The sun is shining brightly today, the air cool and clean, and business is slow. A few people come in to pick up an order, but that’s about it for the lunch crowd. It’s Octavio’s day off. Since we’re so slow, and since she’s reading a novel anyway, I send Judy home at noon and handle the few customers who actually come in to eat.

After I close, I take Colonel home and swing by the soup kitchen with the vat of soup and a few dozen biscotti. Then I spend an hour or two writing letters to tourism writers and restaurant critics, hoping to lure someone to Joe’s Diner. But my mother is probably right. Even if Joe’s wins best breakfast in our county, or even in the whole state, it wouldn’t change much. Gideon’s Cove is just too far from anywhere to be popular.

I take a walk to the harbor. My brother’s boat is in, but Malone’s, the Ugly Anne, is not. I wonder how he picked the name, who Anne is. Another question for the list, I suppose. I walk back home, oddly deflated.

Having cooked all day, the last thing I want to do is make myself some dinner. On a whim, I get into my car, which is caked with dried mud, drive twenty minutes to the next town, which has a car wash.

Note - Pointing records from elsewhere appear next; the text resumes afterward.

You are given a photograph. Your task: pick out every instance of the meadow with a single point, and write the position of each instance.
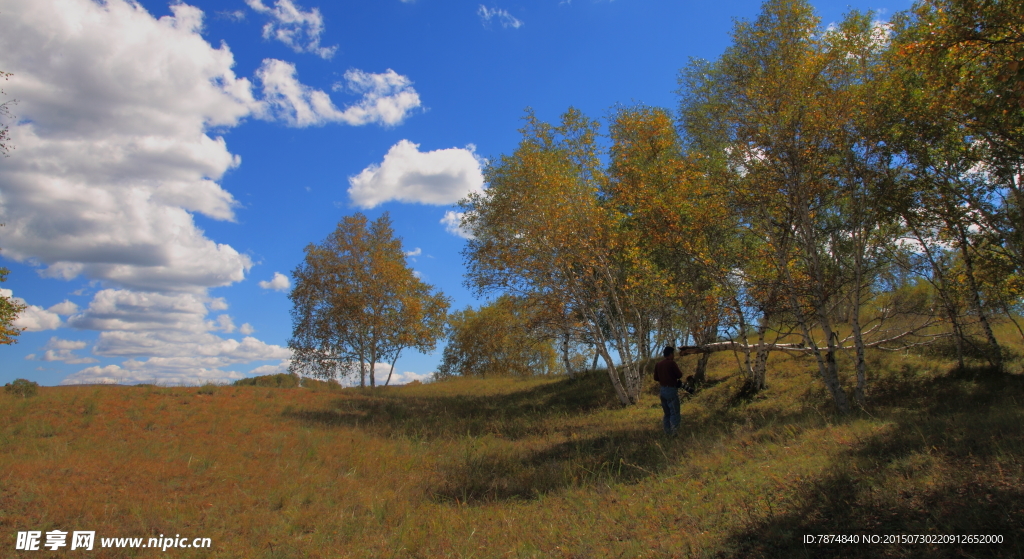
(540, 467)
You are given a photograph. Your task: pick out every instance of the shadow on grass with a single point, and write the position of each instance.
(491, 474)
(512, 416)
(949, 465)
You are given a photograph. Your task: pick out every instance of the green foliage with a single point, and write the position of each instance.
(496, 340)
(22, 387)
(357, 303)
(9, 310)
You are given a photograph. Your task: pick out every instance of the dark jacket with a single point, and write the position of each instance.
(667, 373)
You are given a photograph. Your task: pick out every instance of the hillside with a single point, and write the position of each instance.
(545, 467)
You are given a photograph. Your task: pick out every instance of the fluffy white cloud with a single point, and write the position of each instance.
(35, 317)
(503, 16)
(299, 30)
(115, 149)
(166, 338)
(438, 177)
(62, 350)
(279, 283)
(386, 98)
(113, 146)
(453, 224)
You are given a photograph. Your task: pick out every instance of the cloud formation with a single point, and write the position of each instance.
(438, 177)
(62, 350)
(299, 30)
(115, 145)
(502, 15)
(386, 98)
(279, 283)
(118, 147)
(453, 224)
(35, 317)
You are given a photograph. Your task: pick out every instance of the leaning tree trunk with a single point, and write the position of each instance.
(995, 356)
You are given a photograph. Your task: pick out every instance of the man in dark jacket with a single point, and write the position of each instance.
(668, 375)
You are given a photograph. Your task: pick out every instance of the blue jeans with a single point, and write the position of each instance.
(670, 404)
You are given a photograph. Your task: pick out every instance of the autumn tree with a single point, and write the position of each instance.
(498, 339)
(542, 229)
(961, 68)
(356, 303)
(9, 310)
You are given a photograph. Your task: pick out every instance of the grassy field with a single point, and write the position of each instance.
(524, 468)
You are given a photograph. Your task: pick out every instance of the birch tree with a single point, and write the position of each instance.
(356, 303)
(542, 229)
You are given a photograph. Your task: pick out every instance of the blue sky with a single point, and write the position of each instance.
(172, 161)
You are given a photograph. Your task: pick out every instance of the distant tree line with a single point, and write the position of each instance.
(854, 186)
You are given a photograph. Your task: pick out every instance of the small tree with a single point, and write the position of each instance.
(496, 340)
(9, 310)
(356, 303)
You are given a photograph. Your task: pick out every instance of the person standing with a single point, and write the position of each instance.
(668, 375)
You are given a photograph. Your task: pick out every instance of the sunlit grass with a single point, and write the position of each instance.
(543, 467)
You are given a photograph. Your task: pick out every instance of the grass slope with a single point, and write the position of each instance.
(523, 468)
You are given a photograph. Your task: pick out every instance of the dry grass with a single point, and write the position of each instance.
(532, 468)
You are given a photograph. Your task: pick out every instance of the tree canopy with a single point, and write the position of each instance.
(856, 186)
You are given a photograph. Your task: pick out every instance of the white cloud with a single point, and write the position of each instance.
(166, 339)
(438, 177)
(453, 224)
(65, 307)
(235, 15)
(299, 30)
(36, 318)
(114, 153)
(224, 324)
(115, 149)
(280, 283)
(387, 98)
(62, 350)
(503, 16)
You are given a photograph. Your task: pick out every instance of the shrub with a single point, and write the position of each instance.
(22, 387)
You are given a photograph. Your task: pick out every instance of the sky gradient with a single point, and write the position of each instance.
(172, 160)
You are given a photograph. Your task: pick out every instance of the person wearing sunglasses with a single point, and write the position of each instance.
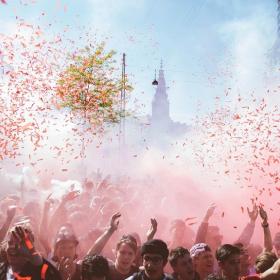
(155, 254)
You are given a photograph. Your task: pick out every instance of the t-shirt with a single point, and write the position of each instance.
(116, 275)
(251, 277)
(30, 270)
(142, 276)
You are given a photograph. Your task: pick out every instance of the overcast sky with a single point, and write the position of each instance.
(206, 45)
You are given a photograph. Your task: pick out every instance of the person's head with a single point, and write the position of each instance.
(214, 237)
(203, 259)
(125, 253)
(181, 263)
(65, 245)
(15, 251)
(228, 257)
(276, 243)
(154, 253)
(265, 261)
(95, 268)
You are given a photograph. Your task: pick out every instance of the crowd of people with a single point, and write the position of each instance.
(78, 238)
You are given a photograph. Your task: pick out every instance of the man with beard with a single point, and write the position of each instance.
(95, 268)
(203, 259)
(228, 257)
(155, 254)
(23, 261)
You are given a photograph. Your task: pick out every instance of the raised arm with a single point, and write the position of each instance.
(272, 273)
(268, 247)
(100, 243)
(203, 228)
(11, 211)
(247, 233)
(26, 240)
(44, 226)
(152, 230)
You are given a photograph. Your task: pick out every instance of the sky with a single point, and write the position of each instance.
(206, 46)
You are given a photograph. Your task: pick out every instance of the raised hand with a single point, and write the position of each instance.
(254, 213)
(210, 212)
(11, 212)
(152, 230)
(49, 201)
(263, 215)
(114, 222)
(65, 268)
(22, 236)
(70, 196)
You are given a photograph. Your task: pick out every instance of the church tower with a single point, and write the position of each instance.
(275, 52)
(160, 105)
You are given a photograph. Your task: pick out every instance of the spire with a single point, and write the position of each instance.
(160, 105)
(278, 20)
(275, 51)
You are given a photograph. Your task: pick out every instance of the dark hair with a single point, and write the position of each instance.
(265, 261)
(97, 266)
(155, 246)
(129, 240)
(177, 253)
(214, 277)
(226, 251)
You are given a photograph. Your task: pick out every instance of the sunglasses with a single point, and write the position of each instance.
(154, 260)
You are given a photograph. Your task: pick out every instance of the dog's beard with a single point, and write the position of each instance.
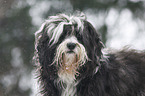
(68, 62)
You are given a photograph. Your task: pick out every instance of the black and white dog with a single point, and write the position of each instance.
(71, 62)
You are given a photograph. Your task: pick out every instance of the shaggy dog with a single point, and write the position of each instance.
(71, 62)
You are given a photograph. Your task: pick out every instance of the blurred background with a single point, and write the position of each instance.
(119, 22)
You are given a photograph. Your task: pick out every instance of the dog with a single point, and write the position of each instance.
(71, 62)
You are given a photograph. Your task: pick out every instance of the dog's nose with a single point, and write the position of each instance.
(71, 46)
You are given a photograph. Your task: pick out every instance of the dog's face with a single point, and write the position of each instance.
(68, 43)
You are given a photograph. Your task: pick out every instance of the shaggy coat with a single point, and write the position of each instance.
(118, 73)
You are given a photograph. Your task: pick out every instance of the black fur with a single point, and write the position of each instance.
(121, 74)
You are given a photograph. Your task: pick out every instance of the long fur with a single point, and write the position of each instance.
(84, 70)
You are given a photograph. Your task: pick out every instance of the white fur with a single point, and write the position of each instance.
(69, 78)
(55, 24)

I’ve always loved the car wash, that feeling of surrender to the conveyor belt, the ease with which the car is suddenly sparkling clean. As I’m feeding quarters into the vacuum machine, another car pulls up next to me.

“Maggie, how are you?” says Father Tim, getting out. “Great minds think alike, don’t they?”

“Hi, Father Tim! How are you?” I haven’t spoken to him in several days, and that mere fact gives me pause. He hasn’t come into the diner since…heck, a few days. And I haven’t really noticed.

“We missed you at Bible study last night,” he chides gently, fishing around in his pockets for quarters of his own.

“Right. Shoot. I’m sorry. I guess I had some things to take care of,” I say. My face and other parts grow warm at the thought of just what those things were, but I cover by vacuuming the back seat.

When Father Tim is finished, he straightens up and glances down the street. “Would you care to grab a cup of coffee, Maggie?” he asks. “I thought I saw signs of life at Able’s.”

“Sure! That would be nice.”

Able’s Tables is a tiny little café down the street, and they are indeed open, though business is light at this time. A sign promises open mike night beginning at eight, but I don’t expect Father Tim and I will be around for that. We order coffees—and Father Tim gets a brownie the size of Rhode Island—and sit at a table near the window.